General information
- Type: Powered parachute
- National origin: United States
- Manufacturer: New Kolb Aircraft
- Status: Production completed
- Number built: at least one

History
- Introduction date: circa 2001

= Kolb Flyer Powered Parachute =

American powered parachute

The Kolb Flyer Powered Parachute is an American powered parachute that was designed and produced by New Kolb Aircraft of London, Kentucky. Now out of production, when it was available the aircraft was supplied as a complete ready-to-fly-aircraft.

The Flyer was the second of three company aircraft to bear the same name, after the 1970 Kolb Flyer and followed by the 2008 production Kolb Flyer Super Sport, a version of the Canadian Ultravia Pelican. Introduced about 2001, The powered parachute was a break from previous Kolb designs, which were otherwise all fixed wing aircraft and was embarked upon to give the company a foothold in the then-expanding North American powered parachute market.

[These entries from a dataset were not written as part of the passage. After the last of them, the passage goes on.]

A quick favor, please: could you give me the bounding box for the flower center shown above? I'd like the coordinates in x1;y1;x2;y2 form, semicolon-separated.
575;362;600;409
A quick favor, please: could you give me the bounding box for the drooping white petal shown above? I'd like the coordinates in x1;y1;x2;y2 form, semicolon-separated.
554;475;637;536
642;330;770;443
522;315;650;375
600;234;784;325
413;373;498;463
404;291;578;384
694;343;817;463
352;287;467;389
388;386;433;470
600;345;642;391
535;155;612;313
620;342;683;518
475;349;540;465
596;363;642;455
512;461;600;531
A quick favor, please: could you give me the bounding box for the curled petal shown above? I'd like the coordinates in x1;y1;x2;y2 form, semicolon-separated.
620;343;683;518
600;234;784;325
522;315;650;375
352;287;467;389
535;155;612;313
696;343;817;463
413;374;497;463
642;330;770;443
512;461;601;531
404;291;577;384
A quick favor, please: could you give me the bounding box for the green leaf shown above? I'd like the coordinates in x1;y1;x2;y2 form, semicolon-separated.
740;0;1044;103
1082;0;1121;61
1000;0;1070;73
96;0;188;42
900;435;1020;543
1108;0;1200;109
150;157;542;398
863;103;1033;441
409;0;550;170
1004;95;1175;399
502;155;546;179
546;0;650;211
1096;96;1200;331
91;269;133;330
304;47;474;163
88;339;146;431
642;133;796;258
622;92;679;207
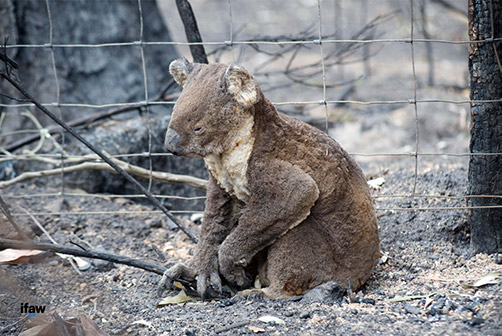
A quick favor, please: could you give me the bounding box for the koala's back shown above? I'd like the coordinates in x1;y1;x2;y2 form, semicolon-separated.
248;101;380;294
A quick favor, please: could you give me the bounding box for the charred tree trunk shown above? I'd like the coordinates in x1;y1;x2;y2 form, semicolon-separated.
469;0;502;253
0;0;207;210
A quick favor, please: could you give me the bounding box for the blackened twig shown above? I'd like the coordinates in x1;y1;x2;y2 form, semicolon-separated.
176;0;209;64
0;196;30;240
0;237;228;298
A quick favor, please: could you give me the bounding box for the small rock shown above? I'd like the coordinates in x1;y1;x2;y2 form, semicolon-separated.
357;298;376;305
283;310;295;317
427;307;443;316
458;304;476;313
300;281;345;304
467;316;485;327
218;299;234;308
404;303;420;314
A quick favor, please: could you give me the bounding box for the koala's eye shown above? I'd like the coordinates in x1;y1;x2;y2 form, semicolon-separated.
193;126;204;134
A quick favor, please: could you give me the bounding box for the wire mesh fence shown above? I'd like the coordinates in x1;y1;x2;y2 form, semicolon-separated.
0;0;502;223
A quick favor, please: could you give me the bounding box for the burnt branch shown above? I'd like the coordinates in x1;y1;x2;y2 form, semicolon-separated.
176;0;209;64
0;197;29;240
0;53;197;243
0;238;228;297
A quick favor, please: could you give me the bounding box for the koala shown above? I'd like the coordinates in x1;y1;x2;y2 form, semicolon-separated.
164;59;380;298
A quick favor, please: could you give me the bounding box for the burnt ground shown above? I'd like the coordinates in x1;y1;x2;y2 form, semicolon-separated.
0;163;502;335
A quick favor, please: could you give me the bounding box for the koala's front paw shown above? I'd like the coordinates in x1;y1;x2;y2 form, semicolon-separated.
218;249;253;288
158;263;196;295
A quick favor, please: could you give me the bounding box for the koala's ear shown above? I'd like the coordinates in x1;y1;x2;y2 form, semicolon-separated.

==Design and development==
The Flyer complies with the Fédération Aéronautique Internationale microlight category, including the category's maximum gross weight of 450 kg. The aircraft has a maximum gross weight of 423 kg. It could also qualify as a US FAR 103 Ultralight Vehicles rules two-seat trainer. It features a 540 sqft parachute-style wing, two-seats-in-tandem accommodation, tricycle landing gear and a single 64 hp Rotax 582 liquid-cooled engine in pusher configuration.

The aircraft carriage is built from bolted metal tubing. In-flight steering is accomplished via foot pedals that actuate the canopy brakes, creating roll and yaw. On the ground the aircraft has lever-controlled nosewheel steering. The main landing gear incorporates spring rod suspension.

The aircraft has an empty weight of 287 lb and a gross weight of 933 lb, giving a useful load of 646 lb. With full fuel of 10 u.s.gal the payload for crew and baggage is 586 lb.

==Operational history==
In July 2015 one example was registered in the United States with the Federal Aviation Administration as an experimental aircraft.